Mr Starmer signalled support for cross-party amendments to the Trade Bill put forward by Tory rebel Anna Soubry, who has warned she has enough support to force the government to form a customs union with Brussels after Brexit.
Speaking in Coventry today, Mr Corbyn will say: “Labour would negotiate a new and strong relationship with the single market that includes full tariff-free access and a floor under existing rights, standards and protections.
“That new relationship would need to ensure we can deliver our ambitious economic programme, take the essential steps to upgrade and transform our economy, and build an economy for the 21st century that works for the many, not the few.”
However, pushing back against critics calling for him to go further and embrace full membership of the single market, Mr Corbyn will add: “We would also seek to negotiate protections, clarifications or exemptions, where necessary, in relation to privatisation and public service competition directives, state aid and procurement rules and the posted workers directive.
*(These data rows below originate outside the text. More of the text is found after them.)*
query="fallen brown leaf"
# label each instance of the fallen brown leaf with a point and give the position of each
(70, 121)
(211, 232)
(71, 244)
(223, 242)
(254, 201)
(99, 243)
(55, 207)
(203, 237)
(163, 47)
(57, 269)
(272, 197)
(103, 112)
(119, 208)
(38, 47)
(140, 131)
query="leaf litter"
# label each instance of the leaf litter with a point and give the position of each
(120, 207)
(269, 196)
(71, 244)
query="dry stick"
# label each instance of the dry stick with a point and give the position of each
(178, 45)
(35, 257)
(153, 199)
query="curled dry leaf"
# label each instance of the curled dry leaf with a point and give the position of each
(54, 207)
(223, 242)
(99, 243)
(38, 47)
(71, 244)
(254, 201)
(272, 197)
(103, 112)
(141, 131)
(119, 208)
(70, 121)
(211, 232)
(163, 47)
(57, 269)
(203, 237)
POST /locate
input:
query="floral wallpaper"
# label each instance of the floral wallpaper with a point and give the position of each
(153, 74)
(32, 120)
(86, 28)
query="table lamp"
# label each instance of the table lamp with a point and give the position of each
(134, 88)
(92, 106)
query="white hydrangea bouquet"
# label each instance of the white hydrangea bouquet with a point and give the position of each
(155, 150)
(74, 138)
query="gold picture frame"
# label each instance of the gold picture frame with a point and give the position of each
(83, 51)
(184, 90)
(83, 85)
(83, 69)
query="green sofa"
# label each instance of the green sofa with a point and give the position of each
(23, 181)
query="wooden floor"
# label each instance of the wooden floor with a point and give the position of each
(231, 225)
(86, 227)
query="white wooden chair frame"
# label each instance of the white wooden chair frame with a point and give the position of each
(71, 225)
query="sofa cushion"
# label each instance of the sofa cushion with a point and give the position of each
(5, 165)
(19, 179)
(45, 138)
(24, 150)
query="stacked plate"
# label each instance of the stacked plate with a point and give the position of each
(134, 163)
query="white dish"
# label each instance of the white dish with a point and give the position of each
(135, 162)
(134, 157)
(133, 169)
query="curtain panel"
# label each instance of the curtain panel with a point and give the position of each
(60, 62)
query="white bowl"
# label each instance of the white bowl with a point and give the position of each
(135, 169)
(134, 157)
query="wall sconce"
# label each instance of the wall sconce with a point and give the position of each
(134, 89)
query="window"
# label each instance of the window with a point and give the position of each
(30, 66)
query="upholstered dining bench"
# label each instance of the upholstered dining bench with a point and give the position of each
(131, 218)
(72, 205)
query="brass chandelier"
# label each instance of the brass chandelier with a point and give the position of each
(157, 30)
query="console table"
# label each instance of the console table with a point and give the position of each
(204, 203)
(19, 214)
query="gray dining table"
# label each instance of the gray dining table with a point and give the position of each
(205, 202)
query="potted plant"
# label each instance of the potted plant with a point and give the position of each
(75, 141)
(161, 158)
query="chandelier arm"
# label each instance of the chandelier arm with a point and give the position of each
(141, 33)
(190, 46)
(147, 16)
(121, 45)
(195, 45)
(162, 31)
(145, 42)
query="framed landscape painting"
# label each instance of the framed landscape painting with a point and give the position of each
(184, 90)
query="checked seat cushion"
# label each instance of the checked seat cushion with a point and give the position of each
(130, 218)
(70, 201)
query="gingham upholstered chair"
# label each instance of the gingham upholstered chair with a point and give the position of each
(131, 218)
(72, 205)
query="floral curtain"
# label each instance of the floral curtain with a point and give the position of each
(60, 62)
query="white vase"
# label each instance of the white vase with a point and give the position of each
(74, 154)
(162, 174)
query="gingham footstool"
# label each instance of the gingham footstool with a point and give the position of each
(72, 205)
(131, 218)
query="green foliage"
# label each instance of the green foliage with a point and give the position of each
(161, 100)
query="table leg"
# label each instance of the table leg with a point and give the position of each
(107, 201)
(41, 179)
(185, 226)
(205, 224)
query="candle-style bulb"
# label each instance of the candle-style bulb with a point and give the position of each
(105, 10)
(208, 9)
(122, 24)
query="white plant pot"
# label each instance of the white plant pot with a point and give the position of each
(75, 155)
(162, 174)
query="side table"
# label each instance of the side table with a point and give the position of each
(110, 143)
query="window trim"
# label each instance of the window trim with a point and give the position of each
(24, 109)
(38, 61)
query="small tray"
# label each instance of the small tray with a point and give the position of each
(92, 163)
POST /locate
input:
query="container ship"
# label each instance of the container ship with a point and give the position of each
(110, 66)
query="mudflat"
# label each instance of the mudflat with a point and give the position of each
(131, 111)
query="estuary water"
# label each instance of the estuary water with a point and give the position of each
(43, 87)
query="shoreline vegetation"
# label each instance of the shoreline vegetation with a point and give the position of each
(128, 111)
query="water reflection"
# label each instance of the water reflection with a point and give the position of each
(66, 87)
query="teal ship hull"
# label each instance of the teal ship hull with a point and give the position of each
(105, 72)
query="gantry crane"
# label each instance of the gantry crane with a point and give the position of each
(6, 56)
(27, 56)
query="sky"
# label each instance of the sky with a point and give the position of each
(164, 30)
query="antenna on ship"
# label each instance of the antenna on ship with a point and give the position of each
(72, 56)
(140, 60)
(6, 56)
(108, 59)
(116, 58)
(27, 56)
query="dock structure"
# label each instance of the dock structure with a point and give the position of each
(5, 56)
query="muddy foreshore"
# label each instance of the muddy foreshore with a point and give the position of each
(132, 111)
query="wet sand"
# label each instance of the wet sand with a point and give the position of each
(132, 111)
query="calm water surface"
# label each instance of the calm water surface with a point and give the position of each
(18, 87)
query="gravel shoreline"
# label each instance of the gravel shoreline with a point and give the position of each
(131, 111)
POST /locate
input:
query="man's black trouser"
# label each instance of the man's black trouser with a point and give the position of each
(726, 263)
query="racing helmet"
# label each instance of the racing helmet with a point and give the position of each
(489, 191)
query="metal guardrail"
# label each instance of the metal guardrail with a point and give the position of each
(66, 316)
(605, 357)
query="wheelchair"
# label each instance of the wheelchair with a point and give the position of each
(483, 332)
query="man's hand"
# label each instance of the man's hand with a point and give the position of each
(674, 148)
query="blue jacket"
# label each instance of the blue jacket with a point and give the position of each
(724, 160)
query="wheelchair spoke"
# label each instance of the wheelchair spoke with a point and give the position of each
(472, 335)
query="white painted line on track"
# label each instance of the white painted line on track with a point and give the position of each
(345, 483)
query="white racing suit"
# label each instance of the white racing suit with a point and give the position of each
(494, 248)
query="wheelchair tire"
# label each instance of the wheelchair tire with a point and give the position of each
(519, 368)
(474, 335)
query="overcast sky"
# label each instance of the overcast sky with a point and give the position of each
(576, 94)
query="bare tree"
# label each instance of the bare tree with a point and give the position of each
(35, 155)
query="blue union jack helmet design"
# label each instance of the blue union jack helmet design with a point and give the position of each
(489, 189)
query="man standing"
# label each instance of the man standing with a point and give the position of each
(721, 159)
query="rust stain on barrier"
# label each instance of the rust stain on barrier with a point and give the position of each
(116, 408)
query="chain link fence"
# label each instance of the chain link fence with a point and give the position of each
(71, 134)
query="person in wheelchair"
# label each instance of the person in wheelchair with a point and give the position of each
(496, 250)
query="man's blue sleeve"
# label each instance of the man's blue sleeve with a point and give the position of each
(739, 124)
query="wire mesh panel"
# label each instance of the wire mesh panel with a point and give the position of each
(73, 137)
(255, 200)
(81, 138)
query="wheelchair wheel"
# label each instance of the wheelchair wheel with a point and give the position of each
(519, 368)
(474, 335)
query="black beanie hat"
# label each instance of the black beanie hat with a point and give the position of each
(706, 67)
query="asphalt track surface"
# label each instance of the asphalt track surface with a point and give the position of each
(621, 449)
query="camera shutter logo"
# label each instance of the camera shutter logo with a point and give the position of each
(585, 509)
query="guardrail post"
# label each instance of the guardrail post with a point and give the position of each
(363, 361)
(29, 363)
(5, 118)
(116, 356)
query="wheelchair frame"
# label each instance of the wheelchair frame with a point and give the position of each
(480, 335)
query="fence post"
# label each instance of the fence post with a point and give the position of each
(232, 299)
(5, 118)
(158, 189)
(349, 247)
“We cannot be held back, inside or outside the EU, from taking the steps we need to support cutting edge industries and local business, stop the tide of privatisation and outsourcing or prevent employers being able to import cheap agency labour from abroad to undercut existing pay and conditions.”
In an open letter, 80 senior Labour figures yesterday called for Mr Corbyn to deliver a soft Brexit, including Frank McAveety and Cammy Day, the party’s group leaders in Glasgow and Edinburgh.
Scotland on Sunday also revealed that ten of Scotland’s 73 local parties are mounting a bid to force Scottish Labour leader Richard Leonard to adopt a pro-single market stance.
And writing in Scotland on Sunday, Scottish Labour’s most senior MP Ian Murray warned both leaders that the party would “never be forgiven” if didn’t fight for a soft Brexit.
Mr Starmer said Labour had “long championed being in a customs union with the EU and the benefits”.
Speaking on the BBC’s Andrew Marr Show, Mr Starmer said most MPs want to stay in the customs union “and the majority in Parliament needs to be heard and it will be heard sooner rather than later”.
Mrs May will hold a special Cabinet meeting on Thursday ahead of her keynote speech on Britain’s exit from the EU in the North East the next day.
International Trade Secretary Liam Fox urged Tory Remainers to keep an “open mind” and said the Prime Minister’s speech would deal with their fears.
Tory former leader Iain Duncan Smith warned potential rebels to “be very careful on this one, because you’re being invited into a Labour party tactical game which will actually end up in real damage to the UK.”
Labour MP Frank Field, who backed Leave, said remaining in a customs union or the single market would be a “deceit” and dismissed suggestions that Ms Soubry could defeat the government.
“It’s all hype. The Government’s got a majority on this. The idea Anna Soubry is going to lead all these people into the Labour lobby is just fairytales.”